# Exemplo de Fine-tuning de QA

Este notebook mostra como carregar o dataset, filtrar por tópico e idioma, e treinar um modelo de perguntas e respostas utilizando Hugging Face.

In [None]:
!pip install -q transformers datasets

In [None]:
from datasets import load_from_disk, Dataset
from transformers import (AutoTokenizer, AutoModelForQuestionAnswering, TrainingArguments, Trainer)
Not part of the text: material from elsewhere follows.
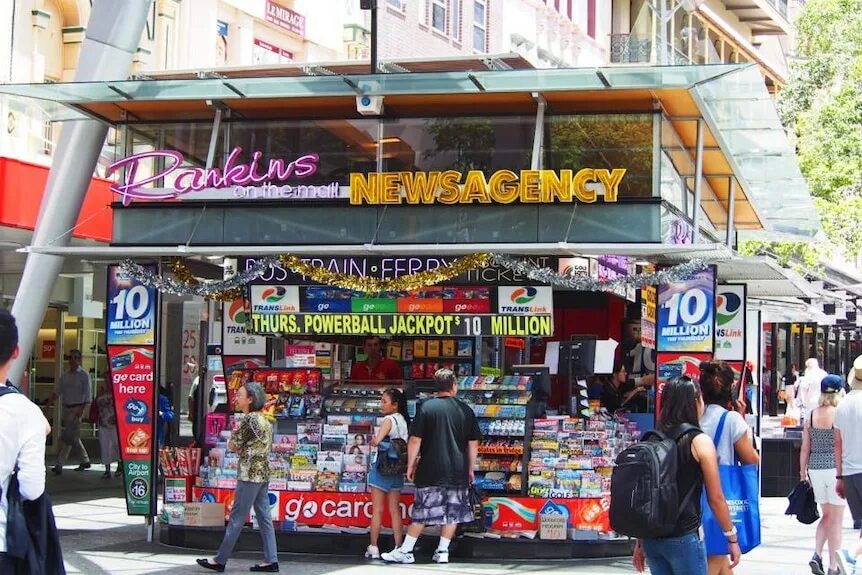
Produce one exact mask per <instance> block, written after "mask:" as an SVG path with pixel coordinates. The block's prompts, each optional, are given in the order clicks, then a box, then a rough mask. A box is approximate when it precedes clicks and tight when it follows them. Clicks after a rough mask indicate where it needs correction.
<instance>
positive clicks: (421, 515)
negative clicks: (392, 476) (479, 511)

# Carregar dataset salvo no formato Hugging Face
dataset = load_from_disk('datasets_wikipedia_pro/huggingface')

In [None]:
# Filtrar por tópico e idioma
filtered = dataset.filter(lambda x: x['topic'] == 'Technology' and x['language'] == 'en')

In [None]:
# Transformar registros em pares pergunta/contexto/resposta
records = []
for rec in filtered:
    for q, a in zip(rec['questions'], rec['answers']):
        start = rec['content'].find(a)
        records.append({'question': q, 'context': rec['content'], 'answers': {'text':[a],'answer_start':[start]}})
qa_ds = Dataset.from_list(records)

In [None]:
tokenizer = AutoTokenizer.from_pretrained('distilbert-base-cased-distilled-squad')
model = AutoModelForQuestionAnswering.from_pretrained('distilbert-base-cased-distilled-squad')

In [None]:
def preprocess(batch):
    return tokenizer(batch['question'], batch['context'], truncation=True, padding='max_length')

encoded = qa_ds.map(preprocess, batched=True)

In [None]:
args = TrainingArguments('qa_model', per_device_train_batch_size=2, num_train_epochs=1)
trainer = Trainer(model=model, args=args, train_dataset=encoded)
trainer.train()